A 675 g air-track glider attached to a spring with spring constant 9.50 N/m is sitting at rest on a frictionless air track. A 600 g glider is pushed toward it from the far end of the track at a speed of 160 cm/s . It collides with and sticks to the 675 g glider. What are the amplitude and period of the subsequent oscillations?

Answer 1

To solve this problem we will proceed to find the period given by the spring, said period must be calculated considering the totality of the masses.
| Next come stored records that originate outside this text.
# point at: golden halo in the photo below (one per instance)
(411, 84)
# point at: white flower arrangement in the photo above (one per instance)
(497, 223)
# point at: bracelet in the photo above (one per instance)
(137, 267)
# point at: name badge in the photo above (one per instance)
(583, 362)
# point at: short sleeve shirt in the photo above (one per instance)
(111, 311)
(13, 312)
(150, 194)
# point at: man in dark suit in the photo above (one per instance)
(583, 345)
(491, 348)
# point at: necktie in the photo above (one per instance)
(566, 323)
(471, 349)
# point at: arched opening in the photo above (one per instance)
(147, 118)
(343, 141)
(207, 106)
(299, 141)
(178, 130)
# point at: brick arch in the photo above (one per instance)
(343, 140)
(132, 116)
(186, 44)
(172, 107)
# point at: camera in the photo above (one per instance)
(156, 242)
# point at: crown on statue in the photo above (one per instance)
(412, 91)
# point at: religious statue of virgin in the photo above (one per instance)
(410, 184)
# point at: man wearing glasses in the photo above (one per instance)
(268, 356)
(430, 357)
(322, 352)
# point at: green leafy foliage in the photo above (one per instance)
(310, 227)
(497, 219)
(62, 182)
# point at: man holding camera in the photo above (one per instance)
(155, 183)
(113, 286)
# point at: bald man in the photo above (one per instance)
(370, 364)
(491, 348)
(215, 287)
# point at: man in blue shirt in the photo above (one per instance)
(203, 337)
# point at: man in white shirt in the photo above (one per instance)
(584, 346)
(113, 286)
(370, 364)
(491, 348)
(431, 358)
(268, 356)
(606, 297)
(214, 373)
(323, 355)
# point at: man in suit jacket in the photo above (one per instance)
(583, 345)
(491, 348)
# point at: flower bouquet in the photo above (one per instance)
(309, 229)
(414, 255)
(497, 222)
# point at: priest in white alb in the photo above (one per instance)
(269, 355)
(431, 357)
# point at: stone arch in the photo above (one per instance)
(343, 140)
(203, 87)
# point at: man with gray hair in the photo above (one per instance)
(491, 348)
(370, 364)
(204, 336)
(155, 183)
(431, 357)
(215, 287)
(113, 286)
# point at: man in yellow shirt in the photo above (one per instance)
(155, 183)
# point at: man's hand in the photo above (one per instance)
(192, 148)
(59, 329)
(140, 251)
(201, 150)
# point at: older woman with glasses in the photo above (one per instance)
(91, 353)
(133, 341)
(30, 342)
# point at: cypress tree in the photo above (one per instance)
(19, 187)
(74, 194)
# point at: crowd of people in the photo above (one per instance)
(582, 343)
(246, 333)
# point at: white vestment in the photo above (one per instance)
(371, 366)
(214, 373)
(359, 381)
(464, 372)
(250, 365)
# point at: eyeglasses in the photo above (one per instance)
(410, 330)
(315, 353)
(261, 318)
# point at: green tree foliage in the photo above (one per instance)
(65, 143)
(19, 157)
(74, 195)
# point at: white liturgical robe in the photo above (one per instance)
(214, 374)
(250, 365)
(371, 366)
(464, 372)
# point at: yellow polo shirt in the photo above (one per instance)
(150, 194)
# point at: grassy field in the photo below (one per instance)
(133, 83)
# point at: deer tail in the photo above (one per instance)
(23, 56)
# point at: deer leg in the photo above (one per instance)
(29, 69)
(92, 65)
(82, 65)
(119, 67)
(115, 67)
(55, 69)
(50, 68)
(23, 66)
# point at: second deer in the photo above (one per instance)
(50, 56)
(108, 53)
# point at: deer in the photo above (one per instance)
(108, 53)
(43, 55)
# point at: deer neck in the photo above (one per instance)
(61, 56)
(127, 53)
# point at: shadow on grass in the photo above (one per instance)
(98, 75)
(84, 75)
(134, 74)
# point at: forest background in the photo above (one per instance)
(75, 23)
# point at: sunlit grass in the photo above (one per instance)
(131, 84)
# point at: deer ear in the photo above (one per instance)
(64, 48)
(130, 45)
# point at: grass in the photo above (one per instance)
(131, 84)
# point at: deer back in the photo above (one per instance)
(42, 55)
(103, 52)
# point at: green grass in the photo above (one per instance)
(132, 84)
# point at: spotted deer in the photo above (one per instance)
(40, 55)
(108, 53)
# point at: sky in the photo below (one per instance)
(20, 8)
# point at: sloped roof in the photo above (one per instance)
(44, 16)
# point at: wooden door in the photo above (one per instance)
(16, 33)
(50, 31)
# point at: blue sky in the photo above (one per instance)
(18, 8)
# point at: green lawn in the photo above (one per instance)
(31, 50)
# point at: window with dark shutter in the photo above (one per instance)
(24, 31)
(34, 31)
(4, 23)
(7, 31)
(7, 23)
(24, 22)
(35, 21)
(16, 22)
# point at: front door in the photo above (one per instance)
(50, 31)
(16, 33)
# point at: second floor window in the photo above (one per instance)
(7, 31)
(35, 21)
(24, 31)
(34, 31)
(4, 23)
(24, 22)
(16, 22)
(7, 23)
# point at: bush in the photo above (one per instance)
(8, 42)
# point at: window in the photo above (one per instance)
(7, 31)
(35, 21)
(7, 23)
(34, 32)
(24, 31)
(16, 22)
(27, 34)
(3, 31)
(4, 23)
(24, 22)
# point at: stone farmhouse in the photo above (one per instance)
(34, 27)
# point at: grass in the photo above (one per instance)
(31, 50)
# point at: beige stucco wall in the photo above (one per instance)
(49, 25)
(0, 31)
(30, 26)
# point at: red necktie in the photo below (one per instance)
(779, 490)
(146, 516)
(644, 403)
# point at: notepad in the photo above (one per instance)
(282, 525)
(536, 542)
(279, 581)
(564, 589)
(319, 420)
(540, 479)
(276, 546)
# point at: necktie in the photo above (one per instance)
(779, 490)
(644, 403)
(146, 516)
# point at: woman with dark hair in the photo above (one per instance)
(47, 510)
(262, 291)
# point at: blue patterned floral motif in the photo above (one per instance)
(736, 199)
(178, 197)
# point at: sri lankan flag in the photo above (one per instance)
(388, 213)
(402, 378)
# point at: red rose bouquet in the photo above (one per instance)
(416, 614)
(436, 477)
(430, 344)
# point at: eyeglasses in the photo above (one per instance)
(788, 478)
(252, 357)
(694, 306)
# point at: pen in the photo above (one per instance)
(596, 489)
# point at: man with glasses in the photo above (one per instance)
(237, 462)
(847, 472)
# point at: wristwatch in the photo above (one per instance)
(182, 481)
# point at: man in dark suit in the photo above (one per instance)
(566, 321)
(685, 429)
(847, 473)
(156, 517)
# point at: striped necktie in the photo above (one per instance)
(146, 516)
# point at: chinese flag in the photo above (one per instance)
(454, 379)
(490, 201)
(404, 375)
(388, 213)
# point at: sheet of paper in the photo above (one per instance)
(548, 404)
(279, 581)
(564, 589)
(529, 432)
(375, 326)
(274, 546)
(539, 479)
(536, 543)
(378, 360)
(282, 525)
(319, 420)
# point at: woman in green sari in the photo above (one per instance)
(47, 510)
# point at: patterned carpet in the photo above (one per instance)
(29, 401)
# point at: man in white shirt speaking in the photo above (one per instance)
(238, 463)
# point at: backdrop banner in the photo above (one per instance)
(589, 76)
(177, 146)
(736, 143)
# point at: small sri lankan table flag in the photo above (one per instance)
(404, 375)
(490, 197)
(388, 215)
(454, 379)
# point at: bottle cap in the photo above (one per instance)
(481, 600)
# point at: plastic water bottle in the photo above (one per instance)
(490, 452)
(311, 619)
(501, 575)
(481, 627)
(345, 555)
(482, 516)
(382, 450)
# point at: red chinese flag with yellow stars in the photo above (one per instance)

At the same time, we will also calculate the final velocity resulting from the impact. With speed and period it will be possible to finally find the amplitude.

The period is defined as,

`T = 2\pi \sqrt{(m_1+m_2)/(k)}`

Here,

m = mass

k = Spring constant

`T = 2\pi \sqrt{((675g+600g)(1kg)/(1000g))/(9.5N/m)}`

`T = 2.301s`

According to conservation of momentum

Initital momentum = Final momentum

`m_1v_1+m_2v_2 = (m_1+m_2)v_f`

`(675g)(0)+(600g)((1kg)/(1000g))(160cm/s)((1m)/(100cm)) = (675g+600g)((1kg)/(1000g))v_f`

`v_f = 0.7529m/s`

Now the amplitude of oscillation is

`v = (2\pi A)/(T)`

Here,

v = Velocity

A = Amplitud

T= Period

`A = (vT)/(2\pi)`

`A = ((0.7529)( 2.301))/(2\pi)`

`A = 0.275m`

Therefore the ampliude is 0.275m and the Period is 2.301 of the subsequent oscillations.